Furthermore, whatever material Santamaria provided to ASIO can hardly have been considered ‘as not relevant to security’ and destroyed on that basis, as ASIO implied in its covering explanation to me. As will be discussed in chapter nine, one of Santamaria’s intelligence dossiers in another ASIO file demonstrates that he was a professional who could more than compete intellectually with the cream of ASIO’s analysts.31

The extract from the unpublished history does resolve the question of The Movement’s willingness to penetrate the CPA, notwithstanding supposed ‘moral’ and ‘spiritual’ quibbles. ASIO clearly understood from its own experiences the dangers that such Movement penetration agents posed to their own penetration operations, which is presumably why Richards desperately wanted to have control over any sent into the CPA.

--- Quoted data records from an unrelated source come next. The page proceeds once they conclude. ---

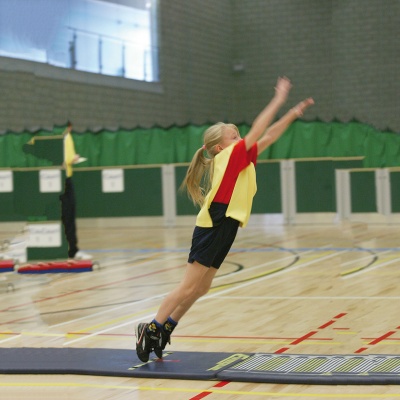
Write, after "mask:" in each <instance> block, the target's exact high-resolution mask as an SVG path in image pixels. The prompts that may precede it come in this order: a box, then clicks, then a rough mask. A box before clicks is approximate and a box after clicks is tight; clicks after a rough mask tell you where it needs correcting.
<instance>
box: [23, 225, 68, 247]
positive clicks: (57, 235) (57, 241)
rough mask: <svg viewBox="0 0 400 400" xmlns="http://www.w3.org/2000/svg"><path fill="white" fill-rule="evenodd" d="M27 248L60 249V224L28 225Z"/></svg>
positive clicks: (60, 236)
mask: <svg viewBox="0 0 400 400" xmlns="http://www.w3.org/2000/svg"><path fill="white" fill-rule="evenodd" d="M28 229H29V239H28V247H60V246H61V223H55V224H30V225H28Z"/></svg>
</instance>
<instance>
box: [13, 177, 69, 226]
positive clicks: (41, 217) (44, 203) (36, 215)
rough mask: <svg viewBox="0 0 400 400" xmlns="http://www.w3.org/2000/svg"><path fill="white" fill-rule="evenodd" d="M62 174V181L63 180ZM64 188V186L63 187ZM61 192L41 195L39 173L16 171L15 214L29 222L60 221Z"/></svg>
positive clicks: (44, 193)
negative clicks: (39, 180)
mask: <svg viewBox="0 0 400 400" xmlns="http://www.w3.org/2000/svg"><path fill="white" fill-rule="evenodd" d="M63 175H64V174H62V179H64V178H63ZM62 188H63V185H62ZM60 194H61V192H56V193H41V192H40V189H39V171H37V170H33V171H14V212H15V213H16V214H17V215H23V216H25V219H26V220H28V221H52V220H54V221H59V220H60V218H61V204H60V200H59V196H60Z"/></svg>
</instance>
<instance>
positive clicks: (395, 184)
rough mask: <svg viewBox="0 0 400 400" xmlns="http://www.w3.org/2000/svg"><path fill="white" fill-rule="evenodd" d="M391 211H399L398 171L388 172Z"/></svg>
mask: <svg viewBox="0 0 400 400" xmlns="http://www.w3.org/2000/svg"><path fill="white" fill-rule="evenodd" d="M390 184H391V188H390V190H391V193H390V196H391V199H392V212H400V171H392V172H391V173H390Z"/></svg>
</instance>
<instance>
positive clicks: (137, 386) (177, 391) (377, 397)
mask: <svg viewBox="0 0 400 400" xmlns="http://www.w3.org/2000/svg"><path fill="white" fill-rule="evenodd" d="M0 386H1V387H9V388H11V387H30V388H52V387H53V388H76V389H79V388H80V389H82V388H90V389H117V390H121V391H122V390H124V391H125V390H138V391H146V392H178V393H198V392H200V391H203V392H206V393H209V394H219V395H242V396H269V397H271V396H272V397H280V398H284V397H299V398H316V399H333V398H344V399H357V398H359V399H385V398H393V397H400V393H384V394H377V393H365V394H360V393H357V394H355V393H344V394H340V393H338V394H335V393H331V392H330V393H290V392H289V393H288V392H286V393H276V392H275V393H274V392H267V391H251V392H250V391H243V390H226V389H223V388H218V387H215V388H211V389H195V388H193V389H192V388H178V387H169V388H166V387H151V386H140V385H135V386H130V385H107V384H93V383H78V382H42V383H41V382H0Z"/></svg>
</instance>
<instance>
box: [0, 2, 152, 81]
mask: <svg viewBox="0 0 400 400" xmlns="http://www.w3.org/2000/svg"><path fill="white" fill-rule="evenodd" d="M156 6H157V0H11V1H1V2H0V56H5V57H11V58H19V59H24V60H30V61H36V62H41V63H46V64H49V65H54V66H58V67H62V68H71V69H74V70H79V71H88V72H92V73H97V74H103V75H110V76H119V77H124V78H130V79H136V80H141V81H148V82H155V81H158V78H159V77H158V65H157V64H158V47H157V46H158V44H157V24H156V8H157V7H156Z"/></svg>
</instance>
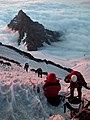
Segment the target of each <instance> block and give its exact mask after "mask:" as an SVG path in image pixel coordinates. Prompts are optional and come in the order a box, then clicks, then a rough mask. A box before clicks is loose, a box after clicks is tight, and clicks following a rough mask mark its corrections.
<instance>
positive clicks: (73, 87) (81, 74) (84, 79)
mask: <svg viewBox="0 0 90 120" xmlns="http://www.w3.org/2000/svg"><path fill="white" fill-rule="evenodd" d="M72 75H76V76H77V81H76V82H72V81H71V76H72ZM64 81H65V82H66V83H70V87H72V88H78V87H82V86H85V85H86V84H87V83H86V82H85V79H84V78H83V75H82V74H81V73H80V72H78V71H72V72H71V73H70V74H69V75H67V76H66V77H65V79H64Z"/></svg>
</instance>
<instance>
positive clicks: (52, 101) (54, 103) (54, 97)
mask: <svg viewBox="0 0 90 120" xmlns="http://www.w3.org/2000/svg"><path fill="white" fill-rule="evenodd" d="M47 101H48V103H49V104H51V105H52V106H56V107H57V106H58V105H59V104H60V102H61V100H60V96H56V97H47Z"/></svg>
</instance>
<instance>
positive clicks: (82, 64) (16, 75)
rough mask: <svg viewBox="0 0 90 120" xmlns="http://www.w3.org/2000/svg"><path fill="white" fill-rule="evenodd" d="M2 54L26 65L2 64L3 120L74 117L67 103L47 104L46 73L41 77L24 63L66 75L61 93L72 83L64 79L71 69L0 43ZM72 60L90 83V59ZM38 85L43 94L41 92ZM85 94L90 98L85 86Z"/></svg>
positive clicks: (1, 99) (74, 68) (2, 92)
mask: <svg viewBox="0 0 90 120" xmlns="http://www.w3.org/2000/svg"><path fill="white" fill-rule="evenodd" d="M0 56H3V57H6V58H9V59H14V60H15V61H18V62H20V63H21V65H22V67H20V66H17V65H16V64H15V63H12V62H11V66H9V67H8V66H3V65H1V64H0V108H1V109H0V120H31V119H32V120H53V119H54V118H55V119H56V118H57V119H58V120H60V119H61V116H62V120H64V119H65V120H69V119H70V116H67V114H65V113H64V111H63V110H64V109H63V103H62V104H60V105H59V106H58V107H52V106H51V105H49V104H47V101H46V98H45V97H44V95H43V90H42V86H43V83H44V80H45V77H46V76H45V75H43V77H42V78H39V77H38V76H37V74H36V73H34V72H32V71H30V70H29V72H28V73H27V72H25V71H24V69H23V66H24V63H26V62H28V63H29V65H30V69H31V68H37V67H41V68H42V69H43V70H45V71H48V72H55V73H56V75H57V76H58V77H60V78H62V80H60V83H61V86H62V89H61V91H60V93H62V92H67V87H68V86H69V84H66V83H65V82H64V81H63V79H64V77H65V76H66V75H67V74H68V72H66V71H65V70H63V69H60V68H57V67H55V66H52V65H49V64H45V63H37V62H35V61H33V60H30V59H28V58H26V57H24V56H22V55H20V54H19V53H17V52H15V51H14V50H12V49H9V48H7V47H5V46H0ZM1 60H3V59H1ZM3 61H4V62H7V61H6V60H3ZM69 62H71V64H73V65H74V66H72V68H74V69H75V70H79V71H81V72H82V73H83V75H84V76H85V77H86V81H87V82H88V84H90V81H89V78H90V75H89V71H90V64H89V63H90V62H89V59H85V60H84V59H83V60H82V61H80V60H77V61H69ZM85 73H86V74H85ZM38 86H39V88H40V93H38V92H37V87H38ZM83 96H84V97H85V98H87V99H88V100H90V91H89V90H86V89H85V88H83ZM50 115H54V117H53V116H51V117H50ZM60 115H61V116H60Z"/></svg>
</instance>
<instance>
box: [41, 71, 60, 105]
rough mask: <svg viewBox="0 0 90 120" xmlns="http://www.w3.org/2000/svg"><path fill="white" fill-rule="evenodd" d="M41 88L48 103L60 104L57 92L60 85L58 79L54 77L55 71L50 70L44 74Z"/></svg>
mask: <svg viewBox="0 0 90 120" xmlns="http://www.w3.org/2000/svg"><path fill="white" fill-rule="evenodd" d="M43 90H44V95H45V97H46V98H47V101H48V103H50V104H51V105H53V106H58V105H59V104H60V96H59V95H58V93H59V91H60V90H61V85H60V83H59V80H57V79H56V75H55V73H52V72H51V73H49V74H48V75H47V76H46V80H45V84H44V85H43Z"/></svg>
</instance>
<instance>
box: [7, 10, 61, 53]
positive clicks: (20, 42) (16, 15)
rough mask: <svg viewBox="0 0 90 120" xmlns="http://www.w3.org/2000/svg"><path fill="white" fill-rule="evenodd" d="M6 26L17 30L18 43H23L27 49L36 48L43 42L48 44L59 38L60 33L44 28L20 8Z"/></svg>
mask: <svg viewBox="0 0 90 120" xmlns="http://www.w3.org/2000/svg"><path fill="white" fill-rule="evenodd" d="M8 27H9V28H10V29H12V30H15V31H17V30H18V32H19V39H18V45H20V44H21V43H25V45H26V47H27V50H29V51H32V50H37V49H38V48H40V47H42V46H43V43H44V42H45V43H48V44H50V43H51V42H56V41H58V40H59V37H60V33H59V32H56V31H52V30H48V29H45V28H44V26H43V25H42V24H40V23H38V22H34V21H33V20H31V18H30V17H29V16H27V15H26V14H25V13H24V12H23V11H22V10H20V11H19V12H18V14H17V15H16V16H15V17H14V18H13V19H12V20H11V22H10V23H9V24H8Z"/></svg>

The extract also reveals what has long been suspected: ASIO did pass information to The Movement. Even if all of it was, as claimed, ‘unclassified material’, it still sustains the case of ASIO’s critics that it was directly involved in assisting a significant player in Australian politics. That the material was passed to The Movement through the Institute of Social Order demonstrates just how thoroughly it had been under Santamaria’s control ever since Lalor was appointed as its first director.

On the other hand, there is no doubt that some ASIO officers did provide The Show with information — including highly classified material based on surveillance and telephone intercepts. Whether this was done informally or officially is not certain, although in at least one case it was so notorious that it would be unlikely that it did not come to the attention of ASIO’s senior echelons. This instance involved Jack Clowes, ASIO’s expert on trade union affairs. Clowes was a Catholic who, in the 1960s and 1970s, was ASIO’s liaison with the right wing of the NSW trade union movement. A former senior Movement official who had extensive dealings with Clowes stated that he regularly engaged in two-way intelligence exchanges with the organisation.32 It seems unlikely that he was the only officer to do so.

The final intriguing question is why The Show proved such an invaluable source of intelligence for ASIO, even prompting the director-general to appeal directly to Santamaria for assistance, notwithstanding his earlier scruples about ASIO not being seen to have a ‘hand in glove’ relationship with The Show’s undisputed leader.

There are tantalising fragments in the ASIO files that shed some light on this, but the relatively small amount of The Movement’s own operational files that are publicly available provides a reasonably comprehensive picture, both of its modus operandi and extensive capabilities as an intelligence agency.